United Hospital Fund (UHF) has a long-standing commitment to improving the quality of health care for all New Yorkers. To further that goal, it recently launched the Quality Leaders Forum to bring emerging and established health care quality leaders together to network among themselves and with nationally recognized quality leaders. Participants in the forum include alumni from the UHF/GNYHA Clinical Quality Fellowship Program and honorees from UHF’s Tribute to Excellence in Health Care.
On March 3 the Quality Leaders Forum held its first program, which featured guest speaker Dr. Thomas Lee, chief medical officer of Press Ganey, a Harvard Medical School Professor, and an internist and cardiologist who practices primary care at Brigham and Women’s Hospital in Boston. He started off by noting the impact of the 1999 landmark Institute of Medicine report, To Err is Human: Building a Better Health System, which revealed that at least 44,000 people—and perhaps as many as 98,000—died in U.S. hospitals each year at that time as a result of preventable medical errors. “It was like a light being turned on,” Dr. Lee said.
Hospitals and clinicians spent the next 20 years working to improve technical quality and the patient experience. Now, said Dr. Lee, the third act is beginning—creating a culture where health care is reliably and consistently excellent, and where the patient is always at the center. Acknowledging that such culture change can be hard, Dr. Lee told attendees that they could help achieve it by breaking down silos within their organizations and making sure that all staff members are aligned on quality improvement goals.

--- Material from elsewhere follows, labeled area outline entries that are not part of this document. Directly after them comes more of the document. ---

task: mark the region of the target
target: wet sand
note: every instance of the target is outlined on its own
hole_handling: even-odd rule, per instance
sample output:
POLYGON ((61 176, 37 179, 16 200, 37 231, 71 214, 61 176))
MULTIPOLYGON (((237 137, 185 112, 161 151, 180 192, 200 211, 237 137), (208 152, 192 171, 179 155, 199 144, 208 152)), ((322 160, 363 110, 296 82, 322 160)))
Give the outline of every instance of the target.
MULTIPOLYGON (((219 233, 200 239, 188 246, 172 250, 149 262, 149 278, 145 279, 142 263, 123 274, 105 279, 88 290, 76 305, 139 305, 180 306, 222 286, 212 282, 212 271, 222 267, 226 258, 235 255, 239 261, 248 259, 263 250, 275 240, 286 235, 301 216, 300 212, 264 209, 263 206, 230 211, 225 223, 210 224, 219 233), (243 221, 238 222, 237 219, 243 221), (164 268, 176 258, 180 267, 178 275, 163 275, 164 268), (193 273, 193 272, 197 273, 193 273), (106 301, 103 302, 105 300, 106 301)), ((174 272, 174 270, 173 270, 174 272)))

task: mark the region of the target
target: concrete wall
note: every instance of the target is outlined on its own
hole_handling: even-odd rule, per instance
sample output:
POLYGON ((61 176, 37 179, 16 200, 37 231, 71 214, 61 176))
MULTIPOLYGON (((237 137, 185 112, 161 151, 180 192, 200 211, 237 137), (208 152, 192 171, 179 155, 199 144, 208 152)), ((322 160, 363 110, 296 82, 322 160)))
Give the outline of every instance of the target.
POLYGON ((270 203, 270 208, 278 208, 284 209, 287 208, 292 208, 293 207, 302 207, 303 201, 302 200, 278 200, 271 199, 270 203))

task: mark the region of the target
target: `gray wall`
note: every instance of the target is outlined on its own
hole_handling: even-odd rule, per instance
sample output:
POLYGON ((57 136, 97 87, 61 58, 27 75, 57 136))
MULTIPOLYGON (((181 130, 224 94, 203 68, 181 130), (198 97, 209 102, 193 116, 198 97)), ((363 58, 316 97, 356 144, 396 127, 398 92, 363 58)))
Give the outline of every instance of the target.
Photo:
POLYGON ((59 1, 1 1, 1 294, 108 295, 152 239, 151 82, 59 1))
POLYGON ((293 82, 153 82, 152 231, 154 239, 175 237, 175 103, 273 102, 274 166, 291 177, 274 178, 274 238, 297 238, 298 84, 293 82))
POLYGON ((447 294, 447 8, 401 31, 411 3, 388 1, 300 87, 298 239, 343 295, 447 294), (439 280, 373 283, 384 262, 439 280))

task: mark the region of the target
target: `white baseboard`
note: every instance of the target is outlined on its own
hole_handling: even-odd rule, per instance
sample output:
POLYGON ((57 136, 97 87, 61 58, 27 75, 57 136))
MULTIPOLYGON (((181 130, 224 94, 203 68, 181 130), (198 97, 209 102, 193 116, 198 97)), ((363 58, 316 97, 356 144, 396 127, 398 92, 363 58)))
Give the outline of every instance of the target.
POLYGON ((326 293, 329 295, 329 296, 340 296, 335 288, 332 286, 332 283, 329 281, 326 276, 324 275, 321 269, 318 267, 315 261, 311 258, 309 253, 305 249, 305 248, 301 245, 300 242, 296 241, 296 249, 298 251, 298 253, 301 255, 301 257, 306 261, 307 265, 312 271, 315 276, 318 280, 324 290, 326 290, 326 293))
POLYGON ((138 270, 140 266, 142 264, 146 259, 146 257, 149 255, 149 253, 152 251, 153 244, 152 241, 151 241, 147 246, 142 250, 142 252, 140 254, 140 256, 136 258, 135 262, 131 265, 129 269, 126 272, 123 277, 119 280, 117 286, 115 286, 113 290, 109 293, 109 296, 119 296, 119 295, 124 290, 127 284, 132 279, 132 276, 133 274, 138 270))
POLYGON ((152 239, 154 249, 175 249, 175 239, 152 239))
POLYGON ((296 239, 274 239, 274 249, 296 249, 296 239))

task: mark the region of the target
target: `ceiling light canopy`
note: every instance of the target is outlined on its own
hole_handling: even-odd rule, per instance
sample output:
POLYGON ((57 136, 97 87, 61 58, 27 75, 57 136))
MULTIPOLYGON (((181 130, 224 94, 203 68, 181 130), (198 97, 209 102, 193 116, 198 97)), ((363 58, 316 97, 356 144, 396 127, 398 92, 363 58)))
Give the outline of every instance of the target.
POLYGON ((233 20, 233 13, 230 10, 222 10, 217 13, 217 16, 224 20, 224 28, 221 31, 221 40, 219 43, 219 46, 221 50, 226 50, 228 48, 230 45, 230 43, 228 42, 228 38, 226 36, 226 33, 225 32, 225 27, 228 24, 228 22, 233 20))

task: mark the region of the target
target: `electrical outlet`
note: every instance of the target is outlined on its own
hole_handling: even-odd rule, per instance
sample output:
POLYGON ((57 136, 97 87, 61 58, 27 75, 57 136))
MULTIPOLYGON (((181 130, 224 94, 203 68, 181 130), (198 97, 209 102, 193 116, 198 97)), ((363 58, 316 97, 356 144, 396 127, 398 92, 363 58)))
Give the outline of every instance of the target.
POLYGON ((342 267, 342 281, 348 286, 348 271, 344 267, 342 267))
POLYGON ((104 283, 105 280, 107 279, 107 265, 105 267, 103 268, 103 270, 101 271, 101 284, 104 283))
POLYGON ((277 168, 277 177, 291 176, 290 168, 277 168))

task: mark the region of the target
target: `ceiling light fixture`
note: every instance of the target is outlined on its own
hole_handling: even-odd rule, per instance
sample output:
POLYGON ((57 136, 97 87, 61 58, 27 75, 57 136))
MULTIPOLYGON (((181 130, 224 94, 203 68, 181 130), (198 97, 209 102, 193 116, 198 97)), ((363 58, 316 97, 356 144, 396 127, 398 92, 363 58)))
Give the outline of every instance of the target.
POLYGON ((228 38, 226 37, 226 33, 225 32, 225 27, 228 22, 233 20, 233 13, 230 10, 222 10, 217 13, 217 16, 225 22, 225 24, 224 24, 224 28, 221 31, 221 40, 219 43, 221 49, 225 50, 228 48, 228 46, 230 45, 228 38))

Dr. Lee emphasized that quality leaders must create an environment of compassion, trust, and respect—“this is how you generate loyalty.” When clinicians feel loyalty and confidence in their organizations, patients tend to as well. “The best marker for whether patients have peace of mind is when they have confidence in their doctors,” he said.
“New York has some of the best health care institutions in the world, but there is still unwarranted variation in health outcomes and the quality of care for patients,” said Dr. Anthony Shih, president of UHF. “The Forum will amplify and elevate the vital work of UHF and GNYHA’s programs already underway to make our health care system more patient-centered, safe, and effective.”

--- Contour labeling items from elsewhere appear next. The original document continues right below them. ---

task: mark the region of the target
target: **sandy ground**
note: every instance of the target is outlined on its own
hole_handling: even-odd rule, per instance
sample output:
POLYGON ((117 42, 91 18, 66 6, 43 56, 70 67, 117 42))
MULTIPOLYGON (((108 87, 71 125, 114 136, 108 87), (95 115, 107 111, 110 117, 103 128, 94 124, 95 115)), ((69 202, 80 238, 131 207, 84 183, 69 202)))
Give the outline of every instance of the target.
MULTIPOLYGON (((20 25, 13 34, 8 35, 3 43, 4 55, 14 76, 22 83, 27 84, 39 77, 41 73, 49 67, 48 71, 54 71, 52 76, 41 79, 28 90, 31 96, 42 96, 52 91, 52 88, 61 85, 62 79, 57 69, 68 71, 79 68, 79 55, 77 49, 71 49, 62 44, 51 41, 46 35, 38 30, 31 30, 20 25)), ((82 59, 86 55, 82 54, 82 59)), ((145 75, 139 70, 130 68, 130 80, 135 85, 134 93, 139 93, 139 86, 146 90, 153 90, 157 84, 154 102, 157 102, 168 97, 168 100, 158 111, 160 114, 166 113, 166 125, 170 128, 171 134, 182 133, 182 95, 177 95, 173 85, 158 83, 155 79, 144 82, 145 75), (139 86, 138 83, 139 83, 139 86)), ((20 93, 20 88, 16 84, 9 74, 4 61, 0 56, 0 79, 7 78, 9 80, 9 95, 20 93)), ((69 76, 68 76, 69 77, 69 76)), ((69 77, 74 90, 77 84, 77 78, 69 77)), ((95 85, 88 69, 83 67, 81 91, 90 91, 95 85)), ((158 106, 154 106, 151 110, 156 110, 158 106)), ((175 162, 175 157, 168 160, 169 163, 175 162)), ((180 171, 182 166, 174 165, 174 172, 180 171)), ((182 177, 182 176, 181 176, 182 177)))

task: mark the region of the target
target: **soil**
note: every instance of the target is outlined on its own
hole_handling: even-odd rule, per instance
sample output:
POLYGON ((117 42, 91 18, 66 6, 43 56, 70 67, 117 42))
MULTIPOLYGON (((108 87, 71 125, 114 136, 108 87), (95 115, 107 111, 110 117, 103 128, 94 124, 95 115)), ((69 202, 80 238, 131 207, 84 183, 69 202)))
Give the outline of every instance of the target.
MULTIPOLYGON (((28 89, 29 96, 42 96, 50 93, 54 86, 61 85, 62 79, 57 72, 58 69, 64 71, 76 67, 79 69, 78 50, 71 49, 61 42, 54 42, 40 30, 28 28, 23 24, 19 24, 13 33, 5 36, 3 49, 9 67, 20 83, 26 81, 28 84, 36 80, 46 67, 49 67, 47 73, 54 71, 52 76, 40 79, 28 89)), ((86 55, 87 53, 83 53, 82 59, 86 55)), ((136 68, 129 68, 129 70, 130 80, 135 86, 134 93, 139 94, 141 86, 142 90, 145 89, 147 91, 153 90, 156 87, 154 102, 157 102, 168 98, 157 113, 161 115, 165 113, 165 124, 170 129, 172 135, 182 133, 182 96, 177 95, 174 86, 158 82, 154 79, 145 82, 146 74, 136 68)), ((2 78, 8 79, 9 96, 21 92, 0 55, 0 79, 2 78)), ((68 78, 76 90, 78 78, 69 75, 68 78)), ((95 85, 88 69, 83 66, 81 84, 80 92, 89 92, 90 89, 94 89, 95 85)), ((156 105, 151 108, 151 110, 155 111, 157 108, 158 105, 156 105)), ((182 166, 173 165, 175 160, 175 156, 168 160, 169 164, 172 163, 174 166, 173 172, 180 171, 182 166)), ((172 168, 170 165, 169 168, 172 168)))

“I am delighted that the Clinical Quality Fellowship Program and the many other important quality improvement programs that GNYHA and UHF have co-sponsored have progressed to this level,” said Lorraine Ryan, Esq., Senior Vice President, Legal, Regulatory, and Professional Affairs at GNYHA. “It is gratifying to see everyone here who is committed to improving the quality of health care.”
There will be two more programs and keynote speakers for this year’s Quality Leaders Forum: Margaret O’Kane, MHA, Founder and President of the National Committee for Quality Assurance, and Maulik Joshi, DrPH, President and CEO of Meritus Health.
United Hospital Fund is grateful to Elaine and David Gould, whose generosity supports the Quality Leaders Forum.